Las SS han sido un cuerpo con un alto potencial de narcisismo. Por otra parte, el carisma de Hitler se fundamenta en la ambigüedad: Él es la “virgen”, mientras que el Duce es el “macho”. En Italia se habla de la “belleza masculina” bajo el fascismo, en Alemania existe el culto a la raza pura y la belleza física. En la película, el personaje de Bert, el bailarín, evoca todo esto.

He escogido Viena porque adoro la ciudad. El tiempo parece detenido todavía en la Primera Guerra Mundial, en 1914. Es el corazón de la Mitteleuropa. En Viena la gente es ordenada, precisa, las calles son las más limpias del mundo, todo funciona con puntualidad. Adoro Viena porque allí he comprendido algunas cosas, signos de nuestro tiempo que comenzaron allí, a principios del siglo XX. La burguesía retratada por Klimt, por ejemplo, es más inquietante que las viñetas de Grosz: una burguesía elegante, sofisticada y retorcida, cansada. También los cuadros de Schiele son una señal: presagian la larga peste que vendrá. La belleza de las figuras de Klimt es sueño, es ilusión y es tragedia. Los asesinos de nuestro tiempo ya  no son Jack el Destripador. Es gente que cuida la indumentaria y el aspecto, que no sabe lo que es hasta que adora a un jefe e incluso entonces, incluso aunque actúe, muchas veces no lo sabe. El final de la guerra, la muerte del líder, no conlleva remordimiento, sino desilusión por el fin del gran sueño; eso es lo que permanece. En 1957, año en que está fechada la película, hace poco que se han marchado las tropas soviéticas de ocupación y la ciudad reemprende su vida como si nada hubiese sucedido. Los criminales pequeños y medianos (Austria registra el más alto número de criminales nazis) han vuelto a sus profesiones habituales, a pesar de que mantienen los ojos abiertos para no caer en las redes de una investigación. Están en contacto entre ellos, para protegerse. Es gente de orden, de bien, la misma que se sienta a tu lado en la ópera, come la tarta Sacher en la mesa contigua a la tuya y adora a Mozart. Nada les distingue de sus víctimas. Pero en Viena, y solo allí, existe un subsuelo que yo he examinado. Un subsuelo entendido en el sentido de Dostoievsky y Thomas Mann. ¿Cómo puede ser política una película del subsuelo? No puede serlo porque mis protagonistas son irracionales, están al límite de toda lógica. Me ha sido bastante difícil obtener una pareja digna de un cuadro de Klimt: sofisticada, retorcida, con un profundo gusto por lo subterráneo. Dirk Bogarde y Charlotte Rampling han logrado lo que deseaba. Son los actores con el físico menos “político” que se pueda imaginar. Pero son figuras trágicas como todas las que encarnan una idea. Y aquí son típicas de una Mitteleuropa según la idea de Mann y Klimt, que incuba una enfermedad profunda, cuyos síntomas son solo descifrables entre las sombras del subsuelo.

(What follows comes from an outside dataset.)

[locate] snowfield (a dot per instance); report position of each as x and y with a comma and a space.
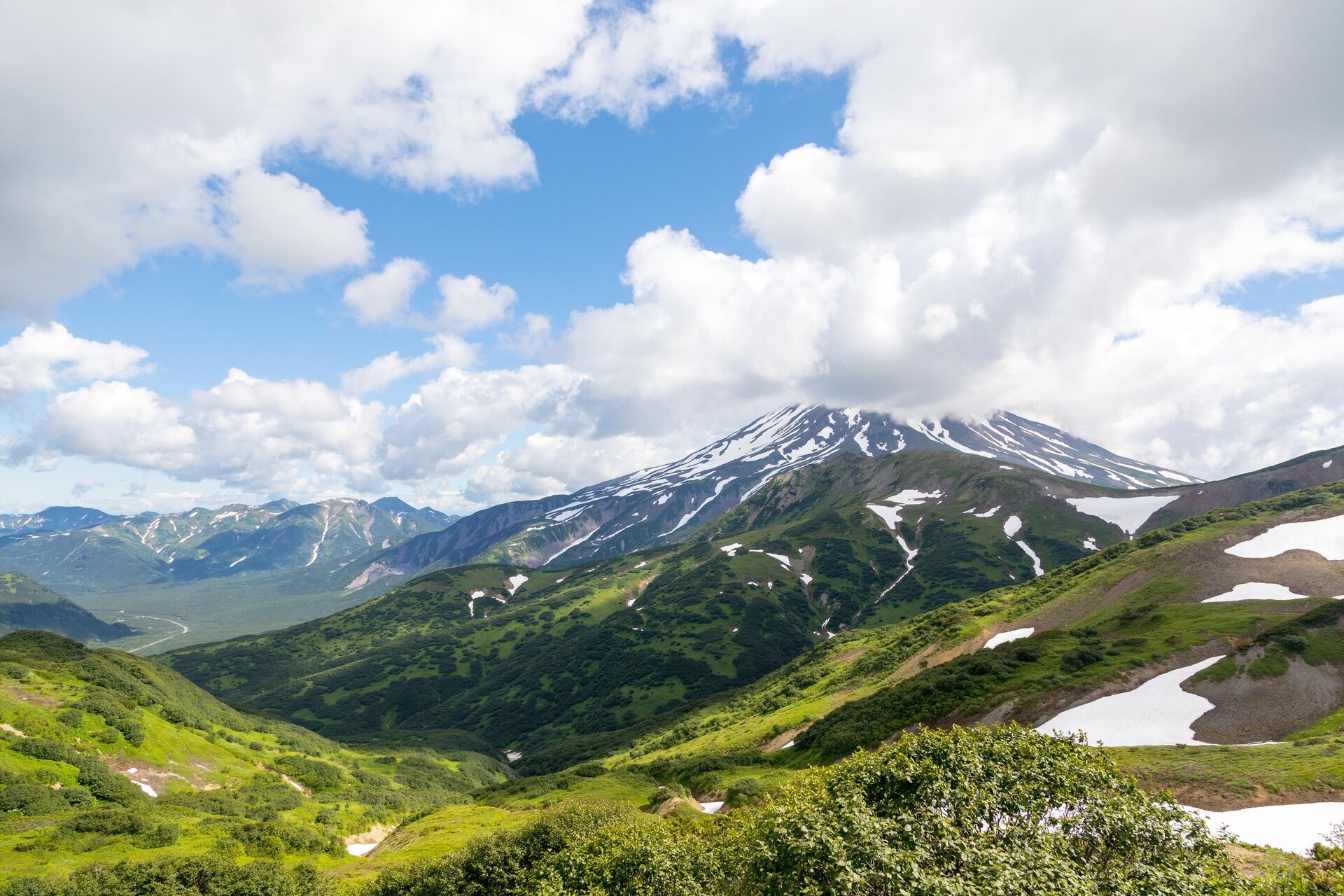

Lo que he escrito pertenece al ámbito de las noticias, experiencias y consideraciones en las que he trabajado para mi película. El portero de noche, sin embargo, es otra cosa, porque en cualquier caso es una invención.

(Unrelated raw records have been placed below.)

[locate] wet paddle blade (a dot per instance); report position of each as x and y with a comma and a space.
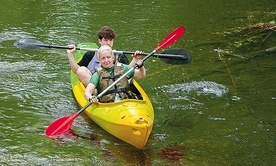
171, 38
28, 44
60, 126
177, 56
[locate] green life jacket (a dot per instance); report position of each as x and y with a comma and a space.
122, 87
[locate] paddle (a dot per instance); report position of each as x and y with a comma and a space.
171, 57
63, 124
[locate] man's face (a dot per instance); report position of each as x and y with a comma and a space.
108, 42
106, 59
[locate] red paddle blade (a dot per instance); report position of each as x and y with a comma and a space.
60, 126
171, 38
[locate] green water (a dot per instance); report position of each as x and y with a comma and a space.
213, 111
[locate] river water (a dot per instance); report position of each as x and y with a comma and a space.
217, 110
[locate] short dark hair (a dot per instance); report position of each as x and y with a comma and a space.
106, 32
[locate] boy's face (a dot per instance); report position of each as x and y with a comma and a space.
108, 42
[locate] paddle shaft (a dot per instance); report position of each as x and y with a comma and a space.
65, 123
170, 56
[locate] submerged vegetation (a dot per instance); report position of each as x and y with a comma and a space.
256, 39
248, 41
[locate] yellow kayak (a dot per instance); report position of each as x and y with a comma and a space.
130, 120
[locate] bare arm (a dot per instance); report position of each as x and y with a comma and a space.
140, 72
88, 92
72, 62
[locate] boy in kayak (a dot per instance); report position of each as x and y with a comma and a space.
110, 72
89, 63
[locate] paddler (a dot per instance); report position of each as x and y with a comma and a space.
110, 71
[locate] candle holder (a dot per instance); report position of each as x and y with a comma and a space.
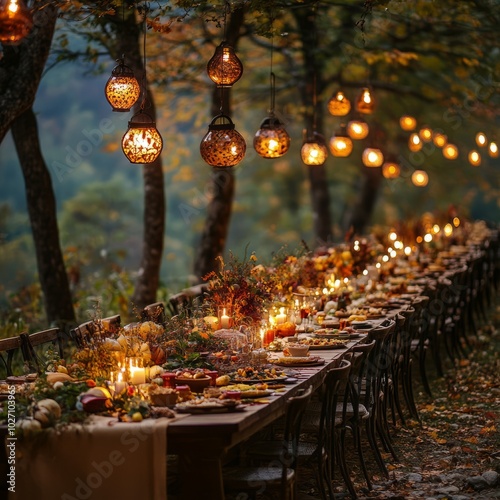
225, 317
136, 370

“Se pide al autor que dé cuenta de la unidad de su texto, que revele el sentido que lo atraviesa, que lo articule sobre la historia real que le ha servido de inspiración… Son procedimientos que minan y limitan el discurso, porque le obligan a ejercer un control sobre él. Se pide al autor que sea quien dé unidad, lazos de coherencia e inserción en lo real al inquietante lenguaje de la ficción según procedimientos establecidos, que terminan por ser mecanismos de control”, como ha escrito Michel Foucault.